Nitekim o gece Allah tarafından gelen bir emir ve ferman olarak Kur’ân-ı Kerîm indirilmiştir. İndirilen bu Kur’an ile de her türlü hikmetli iş, dinin hükümleri, doğruyla yanlışı birbirinden ayıracak ölçüler açıklığa kavuşturularak, Allah Resûlü (s.a.s.) tarafından insanlığa ulaştırılmıştır. Şunu da unutmamak gerekir ki, Allah Teâlâ, insanlık tarihi boyunca peygamberler ve kitaplar göndererek kullarına doğru yolu göstermiş ve onları uyarmıştır. Bu O’nun en büyük rahmet tecellilerinden biridir. İşte Kur’ân-ı Kerîm, bu serinin sonuncusunu teşkil eden bir irşat ve uyarı kitabıdır. Bu kitabın üzerinde durduğu husus ise zat, isim ve sıfatlarıyla Yüce Allah’ı en doğru bir şekilde tanıtmaktır:
7. O, göklerin, yerin ve ikisi arasındaki her şeyin Rabbidir. Buna kesin olarak inanırsanız, O’nun birliğini ikrar edip yalnızca O’na kul olursunuz.
8. O’ndan başka ilâh yoktur. O diriltir ve öldürür. Sizin de Rabbiniz, gelip geçmiş atalarınızın da Rabbi O’dur.
Yüce Allah ile ilgili haber verilen bu sıfatlar, kâinatta ve insanlar içinde yaratan, yaşatan, hayatı ve ölümü veren, dolayısıyla kendisine ibâdet edilmeye lâyık ve kararlarına göre hayatın düzenlenebileceği başka hiçbir varlığın, gücün, kimsenin bulunmadığını vurgulamak içindir.
Bulutsuz bir yaz gününün kuşluk vaktinde gökte parıldayan güneş gibi apaçık olan bu gerçeğe rağmen:
9. İnkârcılar, derin bir şüphe içinde kıvranıyor, oyun ve eğlenceyle vakitlerini hebâ ediyorlar.
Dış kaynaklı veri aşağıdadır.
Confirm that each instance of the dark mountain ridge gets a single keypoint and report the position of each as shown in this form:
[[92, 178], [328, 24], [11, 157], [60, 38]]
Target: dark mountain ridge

اَلدُّخَانُ (duhân), duman demektir. Bunun kâfirleri cezalandırmak için vuku bulacağı haber verilir. Bunun nasıl ve hangi duman olduğu hakkında iki önemli görüş vardır:
Birincisi; bu, inkârları ve Resûlullah (s.a.s.)’i Medine’ye hicrete zorlamaları sebebiyle Mekke müşriklerini kuşatan bir dumandır. Bununla alakalı olarak kaynaklarımızda şu bilgi nakledilir:
Allah Resûlü (s.a.s.), davetine karşı müşriklerin direnmesi sebebiyle Allah’a yalvararak, Hz. Yûsuf’un kavmine yaptığı gibi bunlara da bir kıtlık vermesini istedi. Duası kabul edildi, kıtlık geldi, yiyecek içecek bir şey kalmadı. İnsanlar derilere ve kemiklere varıncaya kadar ne buldularsa yediler. Açlıktan öylesine zayıfladılar ki sonunda görme bozukluğuna yakalandılar, baktıklarında kendilerini kuşatmış bir duman görüyorlardı. Nihâyet Peygamberimiz (s.a.s.)’e müracaat ederek artık inandıklarını, dolayısıyla bu azabın kaldırılması için dua etmesini istediler. Efendimiz ise “Azap kalkınca yine eski halinize dönersiniz” buyurdu. Nitekim duası üzerine azap kaldırıldı, onlar da derhal eski inkârcılıklarına döndüler. Allah bu dönekliğin, inkâr ve zulümde ısrar etmenin cezasını Bedir savaşında verdi. (Buhârî, Tefsir 44/1-5)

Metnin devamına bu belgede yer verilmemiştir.